DECLARE @xact_id BIGINT;
BEGIN TRAN

— – Bulk Load statement under test – –
INSERT INTO LoadTarget
SELECT * FROM TestData
— – – – – – – – – – – – – – – – – – – –

SELECT @xact_id = transaction_id FROM sys.dm_tran_current_transaction;
COMMIT TRAN;

SELECT [Current LSN], [Operation], [AllocUnitName], [Context], [Transaction ID], [Transaction Name], [Xact ID]
FROM ::fn_dblog(NULL, NULL)
WHERE [Transaction ID] = (
        SELECT TOP 1 [Transaction ID]
        FROM ::fn_dblog(NULL, NULL)
        WHERE [Xact ID] = @xact_id);

Sample output is below, where what we’re really interested in is the number of rows (circled):

bulkloadlogquery

So as it stands, the INSERT INTO used in the query and which took 2.2 seconds to run (above) caused 1,022,226 writes to the transaction log. That’s definitely not minimally logged, which isn’t surprising however since minimally logged inserts into heaps require the TABLOCK hint to be used. So if we modify the query to be:

INSERT INTO LoadTarget WITH (TABLOCK)
SELECT * FROM TestData

and run the script again we get:

bulkloadlogquery2

Phew – quite a difference! 1,022,226 transaction log inserts reduced down to 1,985. The query time reduced from 2.2 seconds to 1.1 seconds also.
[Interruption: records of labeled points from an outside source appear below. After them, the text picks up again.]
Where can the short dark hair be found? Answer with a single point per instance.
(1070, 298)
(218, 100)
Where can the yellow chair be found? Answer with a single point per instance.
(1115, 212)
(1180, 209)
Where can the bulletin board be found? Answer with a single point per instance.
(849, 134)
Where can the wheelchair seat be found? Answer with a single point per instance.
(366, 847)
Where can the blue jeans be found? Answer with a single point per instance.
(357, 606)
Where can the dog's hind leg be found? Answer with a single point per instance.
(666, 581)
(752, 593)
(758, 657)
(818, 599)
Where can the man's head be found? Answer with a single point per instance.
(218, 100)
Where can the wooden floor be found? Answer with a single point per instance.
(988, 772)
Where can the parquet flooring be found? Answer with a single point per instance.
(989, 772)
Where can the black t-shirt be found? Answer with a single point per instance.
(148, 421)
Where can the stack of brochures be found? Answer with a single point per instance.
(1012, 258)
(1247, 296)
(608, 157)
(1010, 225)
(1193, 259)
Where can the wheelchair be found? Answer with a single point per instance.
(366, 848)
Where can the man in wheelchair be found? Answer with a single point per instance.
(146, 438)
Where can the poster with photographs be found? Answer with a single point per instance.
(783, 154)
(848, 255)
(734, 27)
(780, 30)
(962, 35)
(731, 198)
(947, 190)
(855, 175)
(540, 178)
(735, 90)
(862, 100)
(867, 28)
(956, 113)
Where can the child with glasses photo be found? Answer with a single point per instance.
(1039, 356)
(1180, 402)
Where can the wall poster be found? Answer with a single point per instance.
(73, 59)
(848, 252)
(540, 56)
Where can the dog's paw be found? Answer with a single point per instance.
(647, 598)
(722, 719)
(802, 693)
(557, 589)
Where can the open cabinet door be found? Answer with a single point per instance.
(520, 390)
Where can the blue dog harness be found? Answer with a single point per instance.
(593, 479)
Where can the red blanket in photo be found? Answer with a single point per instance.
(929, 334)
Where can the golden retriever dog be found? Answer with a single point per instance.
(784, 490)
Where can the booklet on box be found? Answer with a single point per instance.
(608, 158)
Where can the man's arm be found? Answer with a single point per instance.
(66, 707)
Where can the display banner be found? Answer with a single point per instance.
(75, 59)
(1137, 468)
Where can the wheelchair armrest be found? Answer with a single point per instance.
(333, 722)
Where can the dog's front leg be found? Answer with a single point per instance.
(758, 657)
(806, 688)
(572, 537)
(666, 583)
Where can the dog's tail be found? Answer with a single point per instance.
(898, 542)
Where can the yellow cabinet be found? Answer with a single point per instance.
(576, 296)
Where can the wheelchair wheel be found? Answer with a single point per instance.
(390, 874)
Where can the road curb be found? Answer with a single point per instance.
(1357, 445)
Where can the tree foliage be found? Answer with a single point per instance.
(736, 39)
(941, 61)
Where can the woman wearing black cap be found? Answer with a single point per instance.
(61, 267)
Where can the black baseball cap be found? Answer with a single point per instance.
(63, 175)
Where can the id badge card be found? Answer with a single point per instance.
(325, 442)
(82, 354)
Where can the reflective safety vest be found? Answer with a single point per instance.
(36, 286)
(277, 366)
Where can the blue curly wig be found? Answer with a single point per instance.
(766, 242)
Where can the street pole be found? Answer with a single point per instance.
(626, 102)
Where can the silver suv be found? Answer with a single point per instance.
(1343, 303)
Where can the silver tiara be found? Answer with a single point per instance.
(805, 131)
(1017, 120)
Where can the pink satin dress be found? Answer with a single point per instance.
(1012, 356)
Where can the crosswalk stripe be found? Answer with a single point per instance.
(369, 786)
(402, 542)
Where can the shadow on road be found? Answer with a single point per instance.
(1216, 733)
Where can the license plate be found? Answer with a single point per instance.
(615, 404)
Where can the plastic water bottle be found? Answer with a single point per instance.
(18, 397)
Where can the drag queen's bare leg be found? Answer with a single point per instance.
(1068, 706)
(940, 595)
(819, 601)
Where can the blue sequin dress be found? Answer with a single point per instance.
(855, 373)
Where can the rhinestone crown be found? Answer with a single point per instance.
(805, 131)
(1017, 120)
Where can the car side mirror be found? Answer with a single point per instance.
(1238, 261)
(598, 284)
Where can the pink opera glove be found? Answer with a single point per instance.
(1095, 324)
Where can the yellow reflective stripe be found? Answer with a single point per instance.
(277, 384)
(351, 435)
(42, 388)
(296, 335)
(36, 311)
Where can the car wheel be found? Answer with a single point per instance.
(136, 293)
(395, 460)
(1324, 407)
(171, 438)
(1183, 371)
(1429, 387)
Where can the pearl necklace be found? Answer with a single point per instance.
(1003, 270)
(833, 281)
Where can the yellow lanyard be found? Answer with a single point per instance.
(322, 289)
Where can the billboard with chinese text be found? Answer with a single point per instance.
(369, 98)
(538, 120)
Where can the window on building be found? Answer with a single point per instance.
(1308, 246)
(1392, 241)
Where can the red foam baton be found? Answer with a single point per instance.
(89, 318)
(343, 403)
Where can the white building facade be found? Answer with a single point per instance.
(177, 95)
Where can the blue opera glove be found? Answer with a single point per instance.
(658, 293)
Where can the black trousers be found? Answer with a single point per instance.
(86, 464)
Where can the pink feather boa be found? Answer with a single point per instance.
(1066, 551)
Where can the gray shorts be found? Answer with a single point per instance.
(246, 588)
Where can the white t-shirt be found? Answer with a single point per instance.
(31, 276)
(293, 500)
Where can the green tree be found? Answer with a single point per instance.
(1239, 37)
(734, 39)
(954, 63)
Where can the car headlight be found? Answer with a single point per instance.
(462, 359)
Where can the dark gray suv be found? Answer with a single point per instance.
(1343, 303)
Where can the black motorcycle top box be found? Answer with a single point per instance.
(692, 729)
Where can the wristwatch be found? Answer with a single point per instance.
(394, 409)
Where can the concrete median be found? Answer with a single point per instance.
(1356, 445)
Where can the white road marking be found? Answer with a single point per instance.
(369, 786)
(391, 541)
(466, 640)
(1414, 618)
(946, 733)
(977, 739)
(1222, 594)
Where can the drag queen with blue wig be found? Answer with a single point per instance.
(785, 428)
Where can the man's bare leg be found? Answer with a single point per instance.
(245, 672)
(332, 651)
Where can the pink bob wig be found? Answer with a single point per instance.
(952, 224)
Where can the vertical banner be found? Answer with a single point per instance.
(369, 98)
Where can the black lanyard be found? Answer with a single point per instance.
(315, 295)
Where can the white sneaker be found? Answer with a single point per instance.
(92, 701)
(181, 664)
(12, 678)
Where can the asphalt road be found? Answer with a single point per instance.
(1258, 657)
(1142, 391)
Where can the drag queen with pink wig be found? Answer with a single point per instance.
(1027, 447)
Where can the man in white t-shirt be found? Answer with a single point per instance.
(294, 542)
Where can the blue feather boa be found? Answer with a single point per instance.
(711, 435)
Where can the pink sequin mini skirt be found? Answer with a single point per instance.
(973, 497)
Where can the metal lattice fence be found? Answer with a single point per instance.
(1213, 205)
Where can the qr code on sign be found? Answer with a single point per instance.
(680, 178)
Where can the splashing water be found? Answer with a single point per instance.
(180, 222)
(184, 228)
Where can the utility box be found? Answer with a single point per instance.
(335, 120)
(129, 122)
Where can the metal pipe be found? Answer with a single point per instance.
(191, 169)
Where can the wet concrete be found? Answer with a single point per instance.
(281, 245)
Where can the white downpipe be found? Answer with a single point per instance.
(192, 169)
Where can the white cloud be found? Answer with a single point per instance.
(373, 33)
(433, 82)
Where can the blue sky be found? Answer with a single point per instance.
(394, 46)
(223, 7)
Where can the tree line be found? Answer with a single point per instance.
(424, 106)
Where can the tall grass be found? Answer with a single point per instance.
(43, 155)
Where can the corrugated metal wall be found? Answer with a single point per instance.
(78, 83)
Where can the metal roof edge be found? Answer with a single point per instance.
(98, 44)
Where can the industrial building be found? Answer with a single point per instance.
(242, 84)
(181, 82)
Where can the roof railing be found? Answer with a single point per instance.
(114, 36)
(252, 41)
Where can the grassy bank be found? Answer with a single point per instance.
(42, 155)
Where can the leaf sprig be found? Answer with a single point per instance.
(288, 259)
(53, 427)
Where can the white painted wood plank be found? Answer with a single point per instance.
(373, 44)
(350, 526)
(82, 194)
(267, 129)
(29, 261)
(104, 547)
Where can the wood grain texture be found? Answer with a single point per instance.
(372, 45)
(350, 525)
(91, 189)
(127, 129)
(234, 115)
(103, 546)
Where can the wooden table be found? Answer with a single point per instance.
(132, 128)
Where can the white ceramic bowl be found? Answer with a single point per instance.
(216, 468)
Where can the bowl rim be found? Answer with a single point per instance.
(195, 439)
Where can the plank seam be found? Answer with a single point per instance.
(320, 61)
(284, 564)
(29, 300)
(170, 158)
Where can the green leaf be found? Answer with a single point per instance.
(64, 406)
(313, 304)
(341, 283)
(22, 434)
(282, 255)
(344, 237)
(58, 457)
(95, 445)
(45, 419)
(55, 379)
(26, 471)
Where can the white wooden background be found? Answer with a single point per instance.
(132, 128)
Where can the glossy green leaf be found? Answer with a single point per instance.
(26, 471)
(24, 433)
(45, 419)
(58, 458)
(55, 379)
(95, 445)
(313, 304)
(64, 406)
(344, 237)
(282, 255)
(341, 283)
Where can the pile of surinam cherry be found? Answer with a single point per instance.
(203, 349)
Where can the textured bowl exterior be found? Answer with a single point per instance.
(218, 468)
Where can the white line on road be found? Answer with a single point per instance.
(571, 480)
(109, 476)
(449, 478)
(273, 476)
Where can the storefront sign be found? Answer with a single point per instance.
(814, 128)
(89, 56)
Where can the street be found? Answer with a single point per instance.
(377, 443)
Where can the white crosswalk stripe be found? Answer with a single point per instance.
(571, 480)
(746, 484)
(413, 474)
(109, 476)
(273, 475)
We can now look at the other 4 bulk load methods listed above and see if we can get minimally logged loads, and show with confidence that this really is happening.

If we put the SELECT INTO statement into the above script, we get 2,927 rows. So a few more than the last case, but it’s definitely getting minimally logged by default. (Peter Hansen mentions this situation also in his SQLBits presentation mentioned previously.)

Rerunning the BULK INSERT query from above showed 1,005,048 transaction log writes. If we change it to include TABLOCK:

BULK INSERT LoadTarget
   FROM ‘C:\BulkLoad\TestData.txt’
   WITH (FORMATFILE = ‘C:\BulkLoad\TestData.Fmt’, TABLOCK);

this reduces to 1,920 rows. The time taken reduces from 2.2 seconds to 1.3 seconds also.

The OPENROWSET query also reduced from 1,005,048 to 1,920 rows when adding WITH (TABLOCK) to the INSERT, and its time reduced from 2.7 seconds to 1.4 seconds.

Finally, adding the TABLOCK hint to the BCP load:

bcp tsql2012.dbo.loadtarget in testdata.txt -T -f testdata.fmt -h”TABLOCK”

reduced the number of transaction log writes from 1,053,306 to 7,679, and its load time from 3.3 seconds to 1.2 seconds.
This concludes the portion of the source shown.